Timing the
Collective Communications Module

This document describes the timing suite for the routines of the Collective Communications Module, CCM. The tests are performed using the programs:

aall2all allredricf allredrir gath redricf redrir
allredlif allredricr barrier redlif redricr scat
allredlir allredrif bcast redlir redrif

These programs time the CCM module calls shown in the list below. Each call is done a number of times with various amounts and types of data. The programs report the type of CCM call performed, the number of processors, the ranks of the input and output arrays, and the time taken for each call. A post processing program, format.f90, converts the data into html documents.

The barrier testing program works differently from the others. It calls ccm_barrier in a nested loop. The iteration count for the inner loop is increased until the time taken for the loop is one second. The time required for ccm_barrier is then calculated as (time for the loop / iteration count).

The source for these tests are created from the files:

allredil.input allredri.input allredric.input alltoall.input
alltoallv.input bcast.input redil.input redri.input
redric.input scat_gat.input scat_gatv.input

These files contain data for a preprocessing program make_timer.f90. Make_timer.f90 takes the *input files and produces *f90 files that contain the tests discussed above for user selectable data types and input/output array ranks.

Consider the first 12 lines of the file bcast.input.

.true.
bcas
1 3 1 3
sp real(b4)
dp real(b8)
in integer
comp complex(c4)
dpcomp complex(c8)
logical logical
character character
!qp real(b16)
!qpcomp complex(c16)

The first line .true. indicates that we want to define this test only for input and output arrays of the same rank. (This is logical for ccm_bcast.)

The second line bcas gives the name of the output file produced by the test and a generic routine name to be used inside of the test program. The next line gives the ranks of the arrays for which this routine is defined, input ranks of 0 to 3 and output ranks of 0 to 3.

The next have the lines:

sp real(b4)
dp real(b8)
in integer(def_int)
comp complex(c4)
dpcomp complex(c8)
logical logical
character character
!qp real(b16) 
!qpcomp complex(c16) 

These give information about the specific instances of the generic routine.
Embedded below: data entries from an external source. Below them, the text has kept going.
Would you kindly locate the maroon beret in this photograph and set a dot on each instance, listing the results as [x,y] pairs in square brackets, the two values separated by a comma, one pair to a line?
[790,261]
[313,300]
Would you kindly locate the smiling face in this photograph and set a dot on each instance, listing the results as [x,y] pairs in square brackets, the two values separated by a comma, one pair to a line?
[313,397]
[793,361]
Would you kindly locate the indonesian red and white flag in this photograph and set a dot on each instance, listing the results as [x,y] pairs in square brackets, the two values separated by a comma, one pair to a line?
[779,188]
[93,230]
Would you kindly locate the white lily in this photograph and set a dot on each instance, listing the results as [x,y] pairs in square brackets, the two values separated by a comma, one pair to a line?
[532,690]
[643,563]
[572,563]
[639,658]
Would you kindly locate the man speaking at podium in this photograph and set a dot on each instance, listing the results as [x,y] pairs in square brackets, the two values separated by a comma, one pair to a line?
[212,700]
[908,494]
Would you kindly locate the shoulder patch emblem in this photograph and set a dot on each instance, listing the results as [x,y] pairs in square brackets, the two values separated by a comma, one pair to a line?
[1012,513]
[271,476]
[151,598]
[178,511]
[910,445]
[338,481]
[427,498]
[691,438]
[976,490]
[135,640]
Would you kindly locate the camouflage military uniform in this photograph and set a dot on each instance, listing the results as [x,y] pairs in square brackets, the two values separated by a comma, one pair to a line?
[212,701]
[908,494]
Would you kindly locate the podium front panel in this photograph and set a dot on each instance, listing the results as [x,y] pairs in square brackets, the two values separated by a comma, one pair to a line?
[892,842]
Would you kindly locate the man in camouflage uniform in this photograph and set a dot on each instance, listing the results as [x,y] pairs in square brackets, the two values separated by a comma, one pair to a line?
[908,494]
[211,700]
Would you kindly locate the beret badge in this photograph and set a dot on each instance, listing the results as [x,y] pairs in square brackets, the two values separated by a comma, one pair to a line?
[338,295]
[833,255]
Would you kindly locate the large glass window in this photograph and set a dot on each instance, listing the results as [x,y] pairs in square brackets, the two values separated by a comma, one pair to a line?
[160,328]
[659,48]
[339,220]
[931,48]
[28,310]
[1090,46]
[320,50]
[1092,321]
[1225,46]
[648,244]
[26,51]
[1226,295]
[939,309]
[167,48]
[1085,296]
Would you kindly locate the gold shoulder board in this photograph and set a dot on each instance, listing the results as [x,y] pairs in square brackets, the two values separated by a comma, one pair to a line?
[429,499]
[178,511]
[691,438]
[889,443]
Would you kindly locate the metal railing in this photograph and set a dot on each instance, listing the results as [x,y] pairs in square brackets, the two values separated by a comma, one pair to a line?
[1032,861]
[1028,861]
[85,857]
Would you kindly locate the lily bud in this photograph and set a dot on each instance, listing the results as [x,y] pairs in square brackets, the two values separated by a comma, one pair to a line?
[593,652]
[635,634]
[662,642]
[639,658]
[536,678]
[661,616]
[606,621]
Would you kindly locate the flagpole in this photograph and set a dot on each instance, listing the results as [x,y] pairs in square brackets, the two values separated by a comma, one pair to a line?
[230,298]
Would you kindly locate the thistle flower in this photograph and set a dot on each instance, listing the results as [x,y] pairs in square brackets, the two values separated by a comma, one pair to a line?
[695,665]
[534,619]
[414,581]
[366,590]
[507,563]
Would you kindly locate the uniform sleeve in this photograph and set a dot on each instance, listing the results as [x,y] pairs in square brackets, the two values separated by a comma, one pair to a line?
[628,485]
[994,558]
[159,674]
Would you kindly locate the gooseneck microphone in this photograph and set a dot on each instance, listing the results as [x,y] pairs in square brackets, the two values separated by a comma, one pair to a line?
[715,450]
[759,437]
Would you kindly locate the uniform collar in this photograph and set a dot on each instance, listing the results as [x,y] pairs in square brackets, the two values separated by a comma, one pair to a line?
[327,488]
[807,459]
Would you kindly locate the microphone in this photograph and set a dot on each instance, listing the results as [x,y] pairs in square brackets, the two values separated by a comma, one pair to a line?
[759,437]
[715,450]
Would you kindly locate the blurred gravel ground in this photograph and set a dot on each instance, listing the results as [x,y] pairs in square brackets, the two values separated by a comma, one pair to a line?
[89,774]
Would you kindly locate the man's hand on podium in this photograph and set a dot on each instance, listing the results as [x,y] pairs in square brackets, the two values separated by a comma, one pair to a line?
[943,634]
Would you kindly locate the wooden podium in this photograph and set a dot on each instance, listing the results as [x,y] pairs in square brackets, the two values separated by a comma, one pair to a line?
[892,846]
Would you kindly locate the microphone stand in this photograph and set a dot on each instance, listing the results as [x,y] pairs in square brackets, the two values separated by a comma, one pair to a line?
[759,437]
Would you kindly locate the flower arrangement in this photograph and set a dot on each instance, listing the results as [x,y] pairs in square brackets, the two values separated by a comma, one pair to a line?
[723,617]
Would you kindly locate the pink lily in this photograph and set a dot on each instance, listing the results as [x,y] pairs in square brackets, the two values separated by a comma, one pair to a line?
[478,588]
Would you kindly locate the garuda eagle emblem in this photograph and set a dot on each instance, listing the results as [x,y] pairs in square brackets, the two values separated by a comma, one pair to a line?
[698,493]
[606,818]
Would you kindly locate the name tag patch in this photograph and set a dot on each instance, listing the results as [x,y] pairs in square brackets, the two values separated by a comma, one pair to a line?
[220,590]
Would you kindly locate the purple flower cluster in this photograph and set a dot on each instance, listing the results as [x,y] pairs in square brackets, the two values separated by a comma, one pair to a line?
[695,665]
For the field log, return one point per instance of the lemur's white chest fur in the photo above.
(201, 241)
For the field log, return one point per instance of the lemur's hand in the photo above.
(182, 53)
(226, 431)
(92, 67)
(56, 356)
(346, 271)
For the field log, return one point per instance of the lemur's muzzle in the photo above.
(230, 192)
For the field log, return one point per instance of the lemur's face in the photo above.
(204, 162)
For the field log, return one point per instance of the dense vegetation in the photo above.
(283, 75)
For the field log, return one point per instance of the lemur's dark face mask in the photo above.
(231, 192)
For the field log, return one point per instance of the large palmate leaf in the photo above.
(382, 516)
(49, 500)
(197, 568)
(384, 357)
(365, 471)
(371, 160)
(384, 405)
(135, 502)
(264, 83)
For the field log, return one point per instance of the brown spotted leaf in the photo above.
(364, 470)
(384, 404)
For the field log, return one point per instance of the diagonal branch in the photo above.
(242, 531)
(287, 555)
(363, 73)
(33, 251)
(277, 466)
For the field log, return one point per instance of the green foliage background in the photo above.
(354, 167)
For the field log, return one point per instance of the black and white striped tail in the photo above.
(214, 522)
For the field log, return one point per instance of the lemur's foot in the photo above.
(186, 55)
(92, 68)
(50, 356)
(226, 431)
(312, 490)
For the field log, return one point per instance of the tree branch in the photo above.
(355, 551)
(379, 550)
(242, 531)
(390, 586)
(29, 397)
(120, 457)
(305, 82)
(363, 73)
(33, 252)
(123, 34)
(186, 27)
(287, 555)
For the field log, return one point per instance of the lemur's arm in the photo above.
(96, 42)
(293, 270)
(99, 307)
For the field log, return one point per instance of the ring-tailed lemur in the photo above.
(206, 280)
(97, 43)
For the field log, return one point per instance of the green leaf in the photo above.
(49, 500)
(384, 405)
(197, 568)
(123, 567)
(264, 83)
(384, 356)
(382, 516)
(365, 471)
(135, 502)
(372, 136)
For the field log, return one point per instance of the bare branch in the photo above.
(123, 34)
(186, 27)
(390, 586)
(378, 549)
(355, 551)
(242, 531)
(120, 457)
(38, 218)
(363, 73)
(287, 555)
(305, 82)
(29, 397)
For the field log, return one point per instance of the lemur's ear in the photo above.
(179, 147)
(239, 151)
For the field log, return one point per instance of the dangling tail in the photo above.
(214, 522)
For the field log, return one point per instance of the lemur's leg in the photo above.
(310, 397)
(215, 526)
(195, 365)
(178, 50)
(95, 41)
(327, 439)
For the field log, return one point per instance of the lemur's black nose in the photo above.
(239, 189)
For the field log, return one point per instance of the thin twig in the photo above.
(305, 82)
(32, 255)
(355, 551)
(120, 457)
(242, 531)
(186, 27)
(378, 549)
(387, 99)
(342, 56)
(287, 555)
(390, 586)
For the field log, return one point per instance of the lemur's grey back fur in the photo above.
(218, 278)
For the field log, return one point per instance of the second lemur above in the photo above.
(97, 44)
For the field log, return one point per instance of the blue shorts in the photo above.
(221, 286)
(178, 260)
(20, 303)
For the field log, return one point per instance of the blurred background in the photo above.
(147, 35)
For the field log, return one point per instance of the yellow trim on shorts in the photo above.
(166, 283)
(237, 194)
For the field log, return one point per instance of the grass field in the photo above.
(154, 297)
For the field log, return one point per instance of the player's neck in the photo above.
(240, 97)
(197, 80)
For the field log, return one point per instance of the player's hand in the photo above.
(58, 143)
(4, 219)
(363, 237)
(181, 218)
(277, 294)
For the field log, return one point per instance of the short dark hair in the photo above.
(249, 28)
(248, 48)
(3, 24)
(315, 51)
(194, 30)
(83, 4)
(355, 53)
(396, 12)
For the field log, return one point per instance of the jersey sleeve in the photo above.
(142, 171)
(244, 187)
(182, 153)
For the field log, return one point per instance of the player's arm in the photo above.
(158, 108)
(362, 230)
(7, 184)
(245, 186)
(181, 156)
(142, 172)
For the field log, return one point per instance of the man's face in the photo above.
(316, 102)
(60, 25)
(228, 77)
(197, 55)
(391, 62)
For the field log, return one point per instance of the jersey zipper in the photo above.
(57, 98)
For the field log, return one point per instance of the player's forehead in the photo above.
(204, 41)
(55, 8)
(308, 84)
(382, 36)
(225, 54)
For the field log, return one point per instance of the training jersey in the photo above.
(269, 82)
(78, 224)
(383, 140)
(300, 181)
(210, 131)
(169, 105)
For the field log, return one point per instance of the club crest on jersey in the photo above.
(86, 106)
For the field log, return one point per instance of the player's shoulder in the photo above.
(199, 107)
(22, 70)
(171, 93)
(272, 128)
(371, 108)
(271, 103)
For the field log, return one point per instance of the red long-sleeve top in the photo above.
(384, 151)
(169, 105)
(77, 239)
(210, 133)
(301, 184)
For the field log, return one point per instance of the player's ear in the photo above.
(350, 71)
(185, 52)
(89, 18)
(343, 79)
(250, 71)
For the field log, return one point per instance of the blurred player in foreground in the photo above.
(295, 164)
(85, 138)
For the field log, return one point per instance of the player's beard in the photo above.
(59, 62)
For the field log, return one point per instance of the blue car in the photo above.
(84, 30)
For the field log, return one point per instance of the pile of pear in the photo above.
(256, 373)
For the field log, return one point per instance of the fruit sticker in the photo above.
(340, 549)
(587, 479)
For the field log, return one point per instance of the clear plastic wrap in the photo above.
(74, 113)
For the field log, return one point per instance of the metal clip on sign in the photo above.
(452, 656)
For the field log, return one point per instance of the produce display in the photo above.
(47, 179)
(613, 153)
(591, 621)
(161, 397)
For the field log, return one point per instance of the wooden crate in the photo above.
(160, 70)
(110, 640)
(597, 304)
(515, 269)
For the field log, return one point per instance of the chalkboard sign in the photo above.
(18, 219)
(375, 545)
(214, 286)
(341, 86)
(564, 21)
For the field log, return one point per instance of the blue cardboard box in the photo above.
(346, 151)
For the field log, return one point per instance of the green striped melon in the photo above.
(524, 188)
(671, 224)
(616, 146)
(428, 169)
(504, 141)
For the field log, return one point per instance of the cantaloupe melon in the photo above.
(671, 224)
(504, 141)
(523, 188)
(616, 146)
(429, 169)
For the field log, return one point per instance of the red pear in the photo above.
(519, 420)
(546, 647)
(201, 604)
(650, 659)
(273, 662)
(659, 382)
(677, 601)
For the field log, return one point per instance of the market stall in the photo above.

The text in the first field is appended to the generic routine name to give base specific routine names. The base specific routine names then have the ranks of the input and output arrays appended to them to given a collection of specific routine names for a given generic routine.

The next field gives the data type for the routine. The kinds are defined in make_timer.f90 to map to the normal real and complex types, and the default integer type.

The last two lines are commented out. These lines can be used to test routines with quad precision values. If the module is not defined for quad precision values and these lines are uncommented the test program will not compile.

If you look at the rest of the bcast.input file you will see two character strings of the form $1-$4, $h, $x. These are replaced by make_timer.f90 by strings that are appropriate for the data type for which a routine is being built and the ranks of the input and output arrays. The mappings between these variables and their values are shown below.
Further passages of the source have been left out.